Porque si no se cree en nada, si nada tiene sentido y si no se puede afirmar ningún valor, entonces todo está permitido y nada es importante. Por lo tanto, no existe ni el bien ni el mal y Hitler no estaba ni equivocado ni acertado. Uno puede llevar a millones de inocentes al crematorio tan fácilmente como puede dedicarse a sanar a los leprosos. Uno puede arrancarle las orejas a un hombre con una mano y tranquilizarlo con la otra. Uno puede limpiar la casa delante de personas que acaban de ser torturadas. Uno puede honrar a los muertos o tirarlos a la basura. Todo es lo mismo. Y como pensamos que nada tiene sentido, tuvimos que concluir que el hombre que triunfa tiene la razón. Esto es tan cierto que, incluso hoy, muchos escépticos inteligentes dirían que si Hitler, por casualidad, hubiera ganado la guerra, la historia le habría rendido homenaje y consagrado el horrible pedestal en el se posó. No cabe duda de que la historia, tal como la concebimos hoy, habría consagrado a Hitler y justificado el terror y el asesinato tal como todos consagramos y justificamos el terror y el asesinato cuando tenemos el descaro de pensar que nada tiene sentido.
Algunos entre nosotros, es verdad, pensamos que, en ausencia de valores superiores, se podría creer al menos que la historia tenía sentido. En todo caso, a menudo actuaban como si lo pensaran. Decían que esta guerra era necesaria porque liquidaría la era de los nacionalismos y prepararía una época en la que los imperios serían sucedidos finalmente, con o sin lucha, por la sociedad universal y el paraíso en la tierra.
Pero, obtuvieron el mismo resultado que si hubiesen creído, como nosotros, que nada tiene sentido. Porque si la historia tiene sentido, debe ser total o no ser nada.
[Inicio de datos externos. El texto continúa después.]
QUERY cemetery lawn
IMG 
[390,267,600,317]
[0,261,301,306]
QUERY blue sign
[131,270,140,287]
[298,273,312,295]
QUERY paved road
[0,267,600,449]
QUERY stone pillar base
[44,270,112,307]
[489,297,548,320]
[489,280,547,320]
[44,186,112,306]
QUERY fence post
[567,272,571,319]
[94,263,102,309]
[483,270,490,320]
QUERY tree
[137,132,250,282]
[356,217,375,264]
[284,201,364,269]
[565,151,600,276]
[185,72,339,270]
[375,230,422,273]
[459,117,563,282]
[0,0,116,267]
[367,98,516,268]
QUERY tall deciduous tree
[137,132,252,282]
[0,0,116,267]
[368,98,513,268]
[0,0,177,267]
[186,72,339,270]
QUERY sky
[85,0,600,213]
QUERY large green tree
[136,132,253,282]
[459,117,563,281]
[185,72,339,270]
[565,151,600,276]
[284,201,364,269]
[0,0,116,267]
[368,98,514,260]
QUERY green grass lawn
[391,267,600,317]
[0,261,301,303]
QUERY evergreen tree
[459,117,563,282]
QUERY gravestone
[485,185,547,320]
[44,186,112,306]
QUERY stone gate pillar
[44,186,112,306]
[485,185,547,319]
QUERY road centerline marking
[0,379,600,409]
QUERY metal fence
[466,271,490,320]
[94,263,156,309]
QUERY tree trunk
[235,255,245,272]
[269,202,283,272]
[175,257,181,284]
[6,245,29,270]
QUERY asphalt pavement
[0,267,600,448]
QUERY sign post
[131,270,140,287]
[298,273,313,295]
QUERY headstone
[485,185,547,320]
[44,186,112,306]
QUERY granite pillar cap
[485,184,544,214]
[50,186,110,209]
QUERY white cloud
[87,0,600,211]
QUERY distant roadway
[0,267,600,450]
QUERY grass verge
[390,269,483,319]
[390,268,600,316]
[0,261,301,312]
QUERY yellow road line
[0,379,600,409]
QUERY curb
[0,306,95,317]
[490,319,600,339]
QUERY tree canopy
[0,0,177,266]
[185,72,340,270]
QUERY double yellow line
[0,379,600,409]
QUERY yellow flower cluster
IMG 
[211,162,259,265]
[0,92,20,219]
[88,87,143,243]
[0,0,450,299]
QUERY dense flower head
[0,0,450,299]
Estos hombres pensaban y actuaban como si la historia obedeciera a alguna dialéctica soberana, como si todos nos moviéramos juntos hacia algún objetivo definido. Pensaban y actuaban según el detestable principio de Hegel: “El hombre está hecho para la historia, no la historia para el hombre”. En realidad, el realismo político y moral que impera en el mundo actual obedece, a veces sin saberlo, a una filosofía germánica de la historia según la cual toda la humanidad entera avanza racionalmente hacia un universo definitivo. El nihilismo ha sido reemplazado por el racionalismo absoluto y, en ambos casos, los resultados son los mismos. Porque si es cierto que la historia obedece a una lógica trascendente e inevitable; si es cierto, según esta filosofía alemana, que el estado feudal debe sustituir al estado de anarquía, que las naciones deben sustituir al feudalismo y que los imperios deben entonces ocupar el lugar de las naciones, para finalmente llegar a la creación de una sociedad universal; entonces todo lo que apoye este proceso fatal es bueno y los logros de la historia son verdades definitivas. Y como estos logros sólo pueden obtenerse por los medios habituales que son las guerras, las conspiraciones y los asesinatos, tanto individuales como colectivos, las acciones son justificadas no porque estén bien o mal, sino por su eficacia.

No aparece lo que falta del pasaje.